AT SEA – The holiday season has so many associations with so many cultures and traditions that it’s hard to justify creating new ones – but since I find myself coincidentally on a cruise ship sailing to the Holy Land but can’t get to Bethlehem this time around, mixing American holiday memories and church hymns in my head, I await with bated breath – Christmas in Jerusalem.
And I wonder… what will that be like? I know the city’s glorious yet troubled history well, but I have yet to breathe its inspiring – but also provocative – spirit. There is beauty and unpleasantness there – because different groups love the Old City so much that they hate those who also covet it.
During my three days there, I imagine I will experience some of both sides of that reality, but I also intend to manufacture a tradition of my own. The plan is, God willing, to witness sunrise on December 25th, not to get a peek of the pagan remains of Mediterranean civilization, but because of my very favorite Orthodox Christian hymn.
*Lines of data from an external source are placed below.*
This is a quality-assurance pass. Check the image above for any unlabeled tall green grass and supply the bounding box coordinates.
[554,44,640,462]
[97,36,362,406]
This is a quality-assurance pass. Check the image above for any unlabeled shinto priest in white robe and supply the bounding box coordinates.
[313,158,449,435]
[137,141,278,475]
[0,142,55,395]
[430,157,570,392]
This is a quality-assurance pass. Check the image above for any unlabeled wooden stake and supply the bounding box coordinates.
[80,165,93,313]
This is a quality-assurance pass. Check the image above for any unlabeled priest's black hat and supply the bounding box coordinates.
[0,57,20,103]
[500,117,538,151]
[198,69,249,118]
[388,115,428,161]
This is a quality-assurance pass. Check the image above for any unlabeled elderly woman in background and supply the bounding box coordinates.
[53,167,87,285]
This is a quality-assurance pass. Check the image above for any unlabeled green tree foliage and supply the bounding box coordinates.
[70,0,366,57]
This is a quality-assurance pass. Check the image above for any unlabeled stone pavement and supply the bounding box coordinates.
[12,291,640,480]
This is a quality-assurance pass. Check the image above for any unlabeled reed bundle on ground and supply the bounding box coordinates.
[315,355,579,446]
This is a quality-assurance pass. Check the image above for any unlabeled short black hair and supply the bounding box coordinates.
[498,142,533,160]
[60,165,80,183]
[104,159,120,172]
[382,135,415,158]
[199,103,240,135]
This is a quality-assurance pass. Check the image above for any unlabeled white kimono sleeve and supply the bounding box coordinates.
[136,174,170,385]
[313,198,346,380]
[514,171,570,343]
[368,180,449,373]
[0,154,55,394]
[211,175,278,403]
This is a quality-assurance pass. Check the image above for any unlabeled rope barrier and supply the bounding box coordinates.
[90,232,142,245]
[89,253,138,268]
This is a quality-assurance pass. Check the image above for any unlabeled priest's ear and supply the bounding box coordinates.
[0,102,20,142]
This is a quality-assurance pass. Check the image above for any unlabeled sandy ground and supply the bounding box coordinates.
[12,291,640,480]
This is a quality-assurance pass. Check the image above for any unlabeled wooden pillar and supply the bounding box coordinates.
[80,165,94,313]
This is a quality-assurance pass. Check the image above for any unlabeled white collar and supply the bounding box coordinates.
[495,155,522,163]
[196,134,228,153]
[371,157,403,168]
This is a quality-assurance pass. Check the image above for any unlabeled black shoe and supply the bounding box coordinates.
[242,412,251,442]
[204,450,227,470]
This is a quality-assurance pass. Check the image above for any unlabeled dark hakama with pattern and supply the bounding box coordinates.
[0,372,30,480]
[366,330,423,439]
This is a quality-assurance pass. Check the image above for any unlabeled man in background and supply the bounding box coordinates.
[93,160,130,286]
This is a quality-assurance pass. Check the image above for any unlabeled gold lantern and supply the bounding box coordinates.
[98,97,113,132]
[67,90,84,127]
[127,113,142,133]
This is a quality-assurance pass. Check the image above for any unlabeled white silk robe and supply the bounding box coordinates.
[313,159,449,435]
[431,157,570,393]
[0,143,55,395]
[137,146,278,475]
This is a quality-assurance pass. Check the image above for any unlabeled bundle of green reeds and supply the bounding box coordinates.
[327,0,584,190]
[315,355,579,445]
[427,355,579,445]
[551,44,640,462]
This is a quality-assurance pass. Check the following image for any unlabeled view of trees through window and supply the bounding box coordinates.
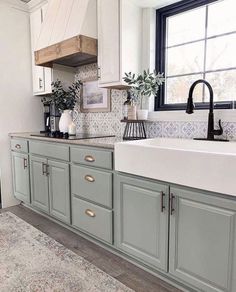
[165,0,236,104]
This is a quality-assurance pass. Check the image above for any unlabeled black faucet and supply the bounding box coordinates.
[186,79,225,141]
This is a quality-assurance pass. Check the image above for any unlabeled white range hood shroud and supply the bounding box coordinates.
[36,0,97,51]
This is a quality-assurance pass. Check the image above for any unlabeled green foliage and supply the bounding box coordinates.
[51,80,82,111]
[123,70,165,100]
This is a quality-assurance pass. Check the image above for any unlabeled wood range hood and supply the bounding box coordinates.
[34,35,97,67]
[34,0,97,67]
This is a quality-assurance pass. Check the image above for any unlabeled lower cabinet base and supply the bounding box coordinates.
[22,203,197,292]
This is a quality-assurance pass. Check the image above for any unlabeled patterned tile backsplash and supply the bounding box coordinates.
[76,64,236,139]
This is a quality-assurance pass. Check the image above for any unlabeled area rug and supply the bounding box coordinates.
[0,212,133,292]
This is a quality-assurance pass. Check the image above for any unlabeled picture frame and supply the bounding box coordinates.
[80,78,111,113]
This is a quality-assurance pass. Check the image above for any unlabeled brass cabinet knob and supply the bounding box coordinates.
[85,209,96,217]
[84,155,95,162]
[84,174,95,182]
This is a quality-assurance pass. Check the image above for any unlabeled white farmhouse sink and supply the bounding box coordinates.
[115,138,236,196]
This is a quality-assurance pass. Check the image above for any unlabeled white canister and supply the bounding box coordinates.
[59,110,73,133]
[68,121,76,136]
Before we get there, however, let’s take a look over our shoulders into our past.
Christmas memories anchor the childhoods of many people. That is certainly the case with me. As I was pondering this amazing trip – Celestyal Cruises is taking me for the first time to much of the East Mediterranean: Smyrna, where I will honor its dark anniversary, Cyprus, where I will meet friends and colleagues from my days at the American Hellenic Institute when we were fighting for the liberation of Turkish-occupied Cyprus, Egypt, where I have longed to go to catch glimpses of Constantine Cavafy’s Alexandria and the pyramids of the pharaohs – and the Holy Land.
In recent days, I tried to remember my very earliest memories. Among the first is seeing my beloved Pappou Kosta for the last time as he sailed away to Greece from a Manhattan pier. They told me he and Yiayia were going on vacation and would be back – but even at age four, before learning math, I put 2 and 2 together: the contents of their apartment in Washington Heights were emptied into huge steamer trunks, and everyone was crying.
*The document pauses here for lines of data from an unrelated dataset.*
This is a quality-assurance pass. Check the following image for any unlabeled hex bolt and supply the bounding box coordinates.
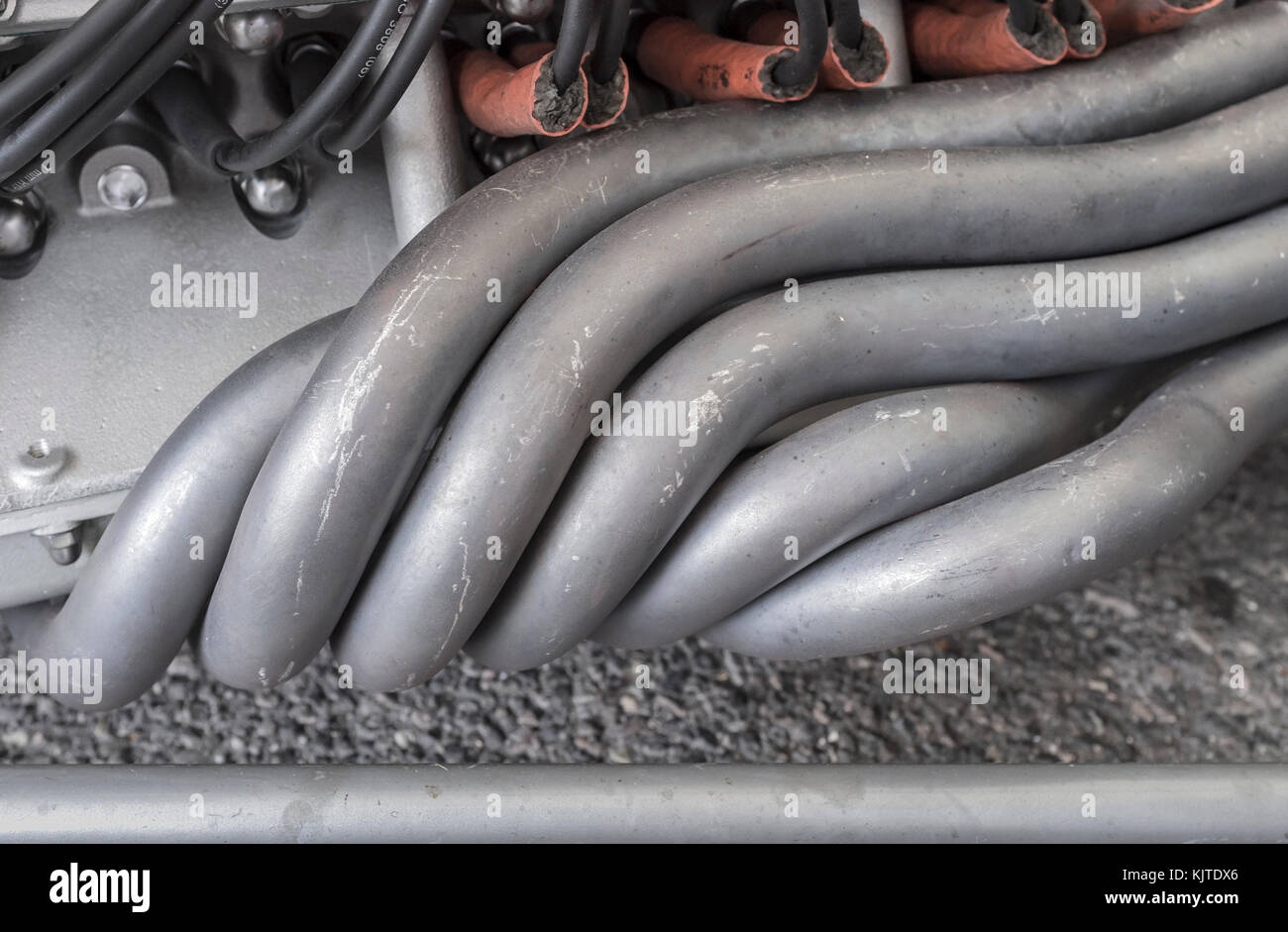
[98,164,149,212]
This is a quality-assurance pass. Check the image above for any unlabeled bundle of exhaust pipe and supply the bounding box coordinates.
[10,0,1288,709]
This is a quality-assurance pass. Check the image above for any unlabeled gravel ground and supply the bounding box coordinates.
[0,435,1288,764]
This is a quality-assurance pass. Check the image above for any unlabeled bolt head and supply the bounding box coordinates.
[98,164,149,212]
[219,10,286,55]
[241,162,300,216]
[0,198,40,257]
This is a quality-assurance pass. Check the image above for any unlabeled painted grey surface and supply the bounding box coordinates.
[0,765,1288,843]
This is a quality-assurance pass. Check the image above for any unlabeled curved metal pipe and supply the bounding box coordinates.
[702,325,1288,658]
[335,89,1288,690]
[193,0,1288,684]
[33,312,347,712]
[466,207,1288,669]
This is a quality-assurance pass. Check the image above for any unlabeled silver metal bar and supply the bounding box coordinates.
[0,0,360,36]
[0,765,1288,842]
At this point, I must that note my first sensation of this trip, my first time on an oceangoing vessel. It was an inexplicable anxiety that I never felt on a boat to a Greek island or a plane to a distant continent. Perhaps it is a special emotion known mainly to Hellenes and other seafaring nations – you want to go, but you don’t really know where you are going and whether you are coming back – an encounter with raw Fate – and a taste of sailing away into…’xenitia’. Everlasting be the memories of our ancestors.
Which brings us back to Pappou – who crossed the Atlantic for the first time around 1914, after experiencing a different boat, serving on the renowned Averof in the Balkan Wars – and to early memories. In fact, all my early memories are of my Pappou, and one was just a bit Christmassy: I thought I would fool and frighten him by putting a huge stuffed doll in the hallway, telling him “a big ‘anthropos’ has broken into the house.” That ‘big man’ was Santa Claus. I think I was three, probably the earliest scene I remember.
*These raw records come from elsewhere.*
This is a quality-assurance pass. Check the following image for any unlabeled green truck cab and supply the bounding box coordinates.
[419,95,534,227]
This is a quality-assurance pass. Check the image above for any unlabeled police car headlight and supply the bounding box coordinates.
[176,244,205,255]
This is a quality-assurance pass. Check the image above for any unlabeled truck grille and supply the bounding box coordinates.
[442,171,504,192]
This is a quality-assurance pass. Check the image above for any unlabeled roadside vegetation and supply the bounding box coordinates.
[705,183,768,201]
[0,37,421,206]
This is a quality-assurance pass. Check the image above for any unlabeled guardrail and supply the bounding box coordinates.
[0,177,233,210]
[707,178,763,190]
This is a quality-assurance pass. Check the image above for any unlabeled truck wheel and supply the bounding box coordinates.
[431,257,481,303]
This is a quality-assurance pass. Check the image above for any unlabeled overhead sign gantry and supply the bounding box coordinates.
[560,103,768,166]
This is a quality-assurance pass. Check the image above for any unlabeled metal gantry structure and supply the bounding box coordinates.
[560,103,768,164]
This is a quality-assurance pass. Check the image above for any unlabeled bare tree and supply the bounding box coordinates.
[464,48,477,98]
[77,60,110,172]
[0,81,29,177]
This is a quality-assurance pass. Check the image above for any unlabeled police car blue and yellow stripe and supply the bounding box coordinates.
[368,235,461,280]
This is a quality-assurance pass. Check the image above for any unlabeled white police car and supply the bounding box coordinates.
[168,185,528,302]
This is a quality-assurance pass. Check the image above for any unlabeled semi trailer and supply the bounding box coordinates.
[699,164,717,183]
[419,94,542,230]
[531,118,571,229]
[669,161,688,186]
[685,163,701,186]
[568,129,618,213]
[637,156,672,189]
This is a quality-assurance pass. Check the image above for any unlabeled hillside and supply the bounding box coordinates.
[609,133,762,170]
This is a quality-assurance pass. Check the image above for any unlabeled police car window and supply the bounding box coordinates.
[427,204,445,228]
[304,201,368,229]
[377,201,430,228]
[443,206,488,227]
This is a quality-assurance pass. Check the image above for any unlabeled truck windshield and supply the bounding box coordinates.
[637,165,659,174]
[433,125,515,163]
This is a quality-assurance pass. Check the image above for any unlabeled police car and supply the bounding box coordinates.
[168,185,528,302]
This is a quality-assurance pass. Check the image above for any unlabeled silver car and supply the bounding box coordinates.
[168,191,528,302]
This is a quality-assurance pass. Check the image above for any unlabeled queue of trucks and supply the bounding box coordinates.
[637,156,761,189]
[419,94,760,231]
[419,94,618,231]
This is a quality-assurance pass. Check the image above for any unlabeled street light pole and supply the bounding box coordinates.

As my consciousness drifted into more indeterminate memories, I began to hear something. Music. Singing. Christmas music. Not my favorite carols and songs, the ones that still delight me and evoke my favorite New York and holiday memories: the Christmas Show at Radio City Music Hall (those wonderful – but later – memories are tied to my late father). Rather, I heard a church hymn: The one that always brings a smile to my face and its mystical words to my lips – “I genisi sou Christe O Theos imon – Your birth, O Christ, our God….’
The plan is to wake up around 5 AM and walk from my hotel to the nearby Mount of Olives and watch the rise of the ‘Ilios tis Dikeosinis.’ Afterwards, I will enter the venerable Old City and participate in the Divine Liturgy in the Church of the Holy Sepulchre.
This may sound a touch macabre for Christmas, but Orthodox theology, in this matter as in others, cannot be analyzed piece by piece. Rather, our spirituality must be examined and felt holistically. The birth and death of Our Lord are inextricably one. Incarnation and Resurrection are both rooted in the same Divine Love for Humankind. But as I learned long ago from a Romanian Orthodox monk on ‘60 Minutes’, “we do not theologize when we pray.” So as I watch the sunrise on Christmas Day, I will pray for “peace on Earth, good will to all.” And for America and Ellada, and for Palestinians and Israelis, and for my loved ones.
And to paraphrase our Jewish friends as I travel from my homeland to theirs, “next year in Bethlehem!”